Furthermore, the claim is incorrect that only 6% of the patients who did not have comorbidity actually died of the disease. By doing so, the claim incorrectly presumes that if combo acidity was present in patients who died from COVID-19, then comorbidity was the cause of death, not COVID-19. There is no reason to believe that a patient suffering from Alzheimer’s disease and COVID-19, for example, will always die from the former and never since, nor do all deceased patients who were obese and suffer from COVID-19 , Had died. Obesity no more than COVID-19.
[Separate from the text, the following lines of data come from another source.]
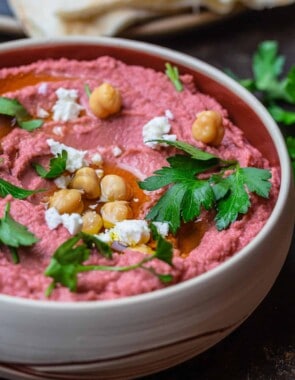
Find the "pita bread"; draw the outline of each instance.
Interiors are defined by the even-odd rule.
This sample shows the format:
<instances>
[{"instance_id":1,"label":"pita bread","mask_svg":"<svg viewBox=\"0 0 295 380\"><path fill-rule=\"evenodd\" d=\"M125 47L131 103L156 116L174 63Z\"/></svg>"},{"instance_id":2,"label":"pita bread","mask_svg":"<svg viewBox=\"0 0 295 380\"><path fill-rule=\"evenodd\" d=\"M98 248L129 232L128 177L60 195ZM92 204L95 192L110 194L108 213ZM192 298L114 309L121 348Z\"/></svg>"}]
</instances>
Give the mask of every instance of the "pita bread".
<instances>
[{"instance_id":1,"label":"pita bread","mask_svg":"<svg viewBox=\"0 0 295 380\"><path fill-rule=\"evenodd\" d=\"M69 35L114 36L131 24L147 20L155 13L147 10L118 8L100 17L64 21L57 17L60 0L10 0L11 8L24 31L31 37ZM72 3L72 0L65 1Z\"/></svg>"},{"instance_id":2,"label":"pita bread","mask_svg":"<svg viewBox=\"0 0 295 380\"><path fill-rule=\"evenodd\" d=\"M261 9L294 0L8 0L31 37L116 36L128 27L136 36L200 26L235 14L244 4ZM162 24L161 24L162 22ZM168 29L167 29L168 28ZM170 29L169 29L170 28ZM150 32L150 33L149 33ZM128 31L127 31L128 35ZM130 33L129 33L130 36ZM131 35L132 36L132 35Z\"/></svg>"}]
</instances>

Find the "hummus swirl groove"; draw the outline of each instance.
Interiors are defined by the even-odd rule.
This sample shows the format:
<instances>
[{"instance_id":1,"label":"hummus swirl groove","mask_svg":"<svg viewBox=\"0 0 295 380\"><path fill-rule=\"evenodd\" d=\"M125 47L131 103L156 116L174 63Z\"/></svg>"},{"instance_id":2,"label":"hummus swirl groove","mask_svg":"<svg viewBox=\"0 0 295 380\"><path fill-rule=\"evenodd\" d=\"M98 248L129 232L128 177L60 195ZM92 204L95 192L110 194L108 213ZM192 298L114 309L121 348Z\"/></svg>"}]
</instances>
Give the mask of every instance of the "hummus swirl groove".
<instances>
[{"instance_id":1,"label":"hummus swirl groove","mask_svg":"<svg viewBox=\"0 0 295 380\"><path fill-rule=\"evenodd\" d=\"M95 170L119 173L135 188L136 180L143 180L167 165L166 158L174 151L171 147L155 149L143 141L143 127L154 118L166 117L171 126L168 135L175 136L177 140L224 160L237 160L242 167L255 166L271 171L269 199L251 194L250 210L229 228L217 231L213 212L203 211L191 229L186 226L180 230L173 266L160 260L152 264L158 272L172 274L172 284L216 267L241 250L260 231L278 195L278 168L270 167L261 153L247 142L243 132L233 125L219 103L198 91L191 76L182 75L181 81L184 89L177 92L164 72L128 66L107 56L94 61L45 60L0 71L0 96L17 99L30 115L44 120L40 128L28 132L17 125L11 126L11 120L1 116L0 177L22 188L46 189L24 200L11 195L0 198L0 216L4 215L5 206L10 202L10 215L39 239L31 247L19 249L18 264L12 262L9 249L1 245L0 293L47 299L45 291L51 279L44 275L44 271L55 250L72 236L63 224L49 228L46 223L48 199L58 188L55 181L38 176L32 163L48 166L52 158L48 141L84 152L83 159ZM117 113L99 118L89 107L85 86L94 89L104 82L120 91L122 104ZM66 119L56 116L57 102L63 96L60 89L74 91L71 94L75 97L75 113ZM204 110L216 111L222 116L225 134L218 146L206 145L192 137L191 126L196 114ZM131 207L136 219L144 219L161 191L150 194L140 189L134 191ZM88 203L91 208L91 202ZM145 254L127 248L123 253L114 252L111 260L91 254L87 263L128 266L139 262ZM165 286L159 278L140 268L120 273L90 271L78 275L76 292L56 286L50 300L114 299Z\"/></svg>"}]
</instances>

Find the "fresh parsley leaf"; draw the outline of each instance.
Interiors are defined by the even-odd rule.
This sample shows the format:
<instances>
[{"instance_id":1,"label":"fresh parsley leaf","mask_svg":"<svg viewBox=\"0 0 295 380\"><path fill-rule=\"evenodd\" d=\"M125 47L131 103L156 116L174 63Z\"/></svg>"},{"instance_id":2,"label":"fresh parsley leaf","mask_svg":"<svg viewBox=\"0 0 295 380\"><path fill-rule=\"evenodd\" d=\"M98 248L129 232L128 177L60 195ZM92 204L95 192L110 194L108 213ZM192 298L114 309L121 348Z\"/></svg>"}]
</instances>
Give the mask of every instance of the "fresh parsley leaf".
<instances>
[{"instance_id":1,"label":"fresh parsley leaf","mask_svg":"<svg viewBox=\"0 0 295 380\"><path fill-rule=\"evenodd\" d=\"M153 255L147 255L137 264L119 267L111 265L84 265L90 256L90 249L96 248L104 257L112 258L110 248L93 235L79 233L66 240L54 252L45 275L53 279L46 289L46 296L52 294L55 286L61 284L70 291L75 292L78 285L78 274L90 271L115 271L127 272L137 268L145 269L156 275L161 281L167 283L172 280L172 276L157 273L153 268L145 266L149 261L157 258L172 265L172 244L167 242L160 235L157 238L157 247Z\"/></svg>"},{"instance_id":2,"label":"fresh parsley leaf","mask_svg":"<svg viewBox=\"0 0 295 380\"><path fill-rule=\"evenodd\" d=\"M227 73L253 92L275 121L287 126L295 125L295 65L283 77L285 57L278 54L278 48L276 41L264 41L258 45L252 60L252 79L239 80L231 71L227 70ZM287 130L284 132L285 135L290 134ZM287 145L290 146L292 139L292 136L287 137ZM292 148L289 146L291 156ZM291 161L294 169L292 156Z\"/></svg>"},{"instance_id":3,"label":"fresh parsley leaf","mask_svg":"<svg viewBox=\"0 0 295 380\"><path fill-rule=\"evenodd\" d=\"M172 144L176 147L175 142ZM178 142L177 147L189 155L169 157L169 167L162 167L139 182L139 187L148 191L167 186L146 219L169 223L173 234L182 221L187 223L196 219L202 209L216 208L217 228L227 228L239 214L248 211L248 191L265 198L269 196L271 175L268 170L240 168L236 162L223 161L216 156L204 161L193 146ZM225 171L232 174L224 176ZM198 177L200 174L202 178Z\"/></svg>"},{"instance_id":4,"label":"fresh parsley leaf","mask_svg":"<svg viewBox=\"0 0 295 380\"><path fill-rule=\"evenodd\" d=\"M17 99L0 97L0 114L15 117L19 127L30 132L43 124L43 120L31 120L31 115Z\"/></svg>"},{"instance_id":5,"label":"fresh parsley leaf","mask_svg":"<svg viewBox=\"0 0 295 380\"><path fill-rule=\"evenodd\" d=\"M2 198L6 197L6 195L10 194L13 196L13 198L25 199L25 198L29 197L30 195L40 193L41 191L44 191L44 190L42 190L42 189L40 189L40 190L23 189L21 187L12 185L10 182L7 182L4 179L0 178L0 197L2 197Z\"/></svg>"},{"instance_id":6,"label":"fresh parsley leaf","mask_svg":"<svg viewBox=\"0 0 295 380\"><path fill-rule=\"evenodd\" d=\"M25 120L25 121L18 120L17 123L22 129L25 129L28 132L32 132L35 129L40 128L44 122L41 119L33 119L33 120Z\"/></svg>"},{"instance_id":7,"label":"fresh parsley leaf","mask_svg":"<svg viewBox=\"0 0 295 380\"><path fill-rule=\"evenodd\" d=\"M9 214L10 203L6 204L4 217L0 218L0 243L7 245L15 264L19 262L16 248L31 246L38 241L26 226L16 222Z\"/></svg>"},{"instance_id":8,"label":"fresh parsley leaf","mask_svg":"<svg viewBox=\"0 0 295 380\"><path fill-rule=\"evenodd\" d=\"M278 55L276 41L265 41L258 46L253 56L253 73L258 90L269 91L279 86L278 76L281 74L285 59Z\"/></svg>"},{"instance_id":9,"label":"fresh parsley leaf","mask_svg":"<svg viewBox=\"0 0 295 380\"><path fill-rule=\"evenodd\" d=\"M227 183L229 191L217 202L215 221L219 231L233 223L239 214L246 214L250 207L249 195L239 173L230 175L224 181Z\"/></svg>"},{"instance_id":10,"label":"fresh parsley leaf","mask_svg":"<svg viewBox=\"0 0 295 380\"><path fill-rule=\"evenodd\" d=\"M287 111L274 103L268 106L268 111L278 123L285 125L295 124L295 112Z\"/></svg>"},{"instance_id":11,"label":"fresh parsley leaf","mask_svg":"<svg viewBox=\"0 0 295 380\"><path fill-rule=\"evenodd\" d=\"M162 195L146 215L147 220L168 222L173 234L181 224L181 204L186 193L186 183L177 183Z\"/></svg>"},{"instance_id":12,"label":"fresh parsley leaf","mask_svg":"<svg viewBox=\"0 0 295 380\"><path fill-rule=\"evenodd\" d=\"M168 62L165 64L165 67L166 67L165 74L173 83L176 91L181 92L183 90L183 85L179 78L178 68L176 66L172 66L171 63L168 63Z\"/></svg>"},{"instance_id":13,"label":"fresh parsley leaf","mask_svg":"<svg viewBox=\"0 0 295 380\"><path fill-rule=\"evenodd\" d=\"M214 176L213 183L216 178L217 176ZM240 167L237 167L230 176L220 177L216 192L218 212L215 220L217 229L227 228L237 219L239 214L248 212L251 205L248 191L268 198L271 188L270 178L271 174L268 170ZM222 183L224 185L220 187Z\"/></svg>"},{"instance_id":14,"label":"fresh parsley leaf","mask_svg":"<svg viewBox=\"0 0 295 380\"><path fill-rule=\"evenodd\" d=\"M57 178L66 170L67 159L68 152L62 150L61 153L58 153L56 157L50 160L48 171L39 164L33 164L33 166L40 177L46 179Z\"/></svg>"},{"instance_id":15,"label":"fresh parsley leaf","mask_svg":"<svg viewBox=\"0 0 295 380\"><path fill-rule=\"evenodd\" d=\"M90 255L90 250L84 244L77 244L80 239L79 235L74 236L66 240L55 251L45 270L45 276L53 278L54 284L47 289L47 296L50 296L58 283L66 286L72 292L77 290L80 266Z\"/></svg>"},{"instance_id":16,"label":"fresh parsley leaf","mask_svg":"<svg viewBox=\"0 0 295 380\"><path fill-rule=\"evenodd\" d=\"M295 137L288 136L286 142L287 142L288 152L291 157L291 165L293 168L293 174L295 177Z\"/></svg>"},{"instance_id":17,"label":"fresh parsley leaf","mask_svg":"<svg viewBox=\"0 0 295 380\"><path fill-rule=\"evenodd\" d=\"M289 103L295 104L295 66L292 66L285 80L285 91Z\"/></svg>"}]
</instances>

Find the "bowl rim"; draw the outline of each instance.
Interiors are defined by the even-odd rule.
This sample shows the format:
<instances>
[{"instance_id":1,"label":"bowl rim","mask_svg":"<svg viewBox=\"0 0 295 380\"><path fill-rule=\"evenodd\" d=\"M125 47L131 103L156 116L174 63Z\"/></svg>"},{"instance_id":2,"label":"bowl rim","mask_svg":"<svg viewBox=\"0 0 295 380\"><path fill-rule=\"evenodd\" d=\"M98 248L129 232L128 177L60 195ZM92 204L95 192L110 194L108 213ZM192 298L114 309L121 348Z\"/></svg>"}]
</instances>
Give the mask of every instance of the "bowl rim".
<instances>
[{"instance_id":1,"label":"bowl rim","mask_svg":"<svg viewBox=\"0 0 295 380\"><path fill-rule=\"evenodd\" d=\"M124 48L130 49L136 52L145 52L152 56L164 58L173 64L179 64L183 67L188 67L193 71L197 71L201 74L207 75L221 86L227 88L235 96L242 99L242 101L254 110L257 117L259 117L262 123L265 125L272 142L276 148L280 162L281 171L281 184L276 204L270 214L268 220L258 234L238 253L229 257L226 261L219 264L217 267L210 269L209 271L202 273L194 278L186 280L181 283L177 283L167 288L158 289L152 292L128 296L118 299L110 300L94 300L94 301L55 301L55 300L35 300L22 298L18 296L11 296L0 294L0 302L5 302L11 305L18 305L21 307L29 308L46 308L47 310L92 310L92 309L113 309L122 306L131 306L132 304L146 303L149 301L161 300L163 297L173 296L178 292L183 292L188 288L198 286L204 282L214 279L222 272L230 270L234 267L238 261L251 254L251 251L255 245L259 245L267 234L275 227L277 219L284 209L284 204L289 197L290 188L293 185L293 175L291 170L291 163L287 152L285 140L283 135L268 113L262 103L252 95L248 90L242 87L235 80L223 73L216 67L191 56L186 53L174 51L170 48L166 48L160 45L155 45L150 42L135 41L118 37L61 37L61 38L34 38L34 39L19 39L10 42L4 42L0 44L0 54L2 52L8 52L11 50L22 50L26 47L44 47L46 46L62 46L62 45L96 45L96 46L109 46L112 48ZM293 212L294 214L294 212Z\"/></svg>"}]
</instances>

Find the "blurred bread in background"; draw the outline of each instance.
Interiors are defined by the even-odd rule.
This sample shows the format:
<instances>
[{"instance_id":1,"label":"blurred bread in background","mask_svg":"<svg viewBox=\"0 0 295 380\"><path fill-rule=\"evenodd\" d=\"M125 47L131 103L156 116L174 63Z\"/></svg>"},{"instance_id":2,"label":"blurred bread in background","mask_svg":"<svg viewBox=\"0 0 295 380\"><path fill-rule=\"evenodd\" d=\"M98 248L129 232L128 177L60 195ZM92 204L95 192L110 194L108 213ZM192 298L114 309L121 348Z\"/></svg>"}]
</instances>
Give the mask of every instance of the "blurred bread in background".
<instances>
[{"instance_id":1,"label":"blurred bread in background","mask_svg":"<svg viewBox=\"0 0 295 380\"><path fill-rule=\"evenodd\" d=\"M30 37L167 33L294 0L9 0ZM132 27L132 28L131 28ZM131 28L131 29L130 29Z\"/></svg>"}]
</instances>

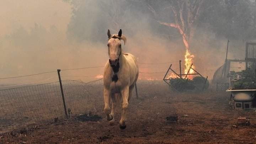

The CDC also compares the number of deaths in 2020, which determines the amount of “excess deaths” the average number of deaths in the previous year. As shown in the figure below, there was a slight increase in the number of deaths in early January 2018 compared to a severe influenza season (Figure 1). There were also higher numbers of deaths during the second and third quarters of 2020. For April 2020 and May 2020, the average number of deaths was more than 110,000 compared to previous years. new York Times Has reported Between March and August 2020 there have been at least 200,000 deaths in the US. This number is far more than the 9,000 deaths of patients who did not present comradities. The claim hypothesis is inconsistent with the high mortality rate in the US this year.
In summary, the claim confuses the actual cause of death, which is the event that leads to a series of medical events leading to death, which include comorbidity, which is a medical condition that a patient has May weaken overall health and thus contribute to the fatal outcome of a disease. As stated by the WHO, patients with poor health are more likely to die of COVID-19 in patients who are usually in good health. However, the presence of additional medical conditions does not mean that these patients cannot die from COVID-19. The logic of the claim is flawed, as it holds that 94% of deceased patients who did not have COVID-19 and another medical condition COVID-19 and always died of other conditions. Deaths recorded in 2020 reflect a significant number of significant deaths compared to previous years, although there is no data or mechanism to suggest that the number of deaths from previously known medical conditions such as Alzheimer’s, diabetes, or the like Why there will be an increase. obesity. The spike in more deaths seen this year can only be attributed to the coronid-19 epidemic caused by the novel coronovirus SARS-COV-2.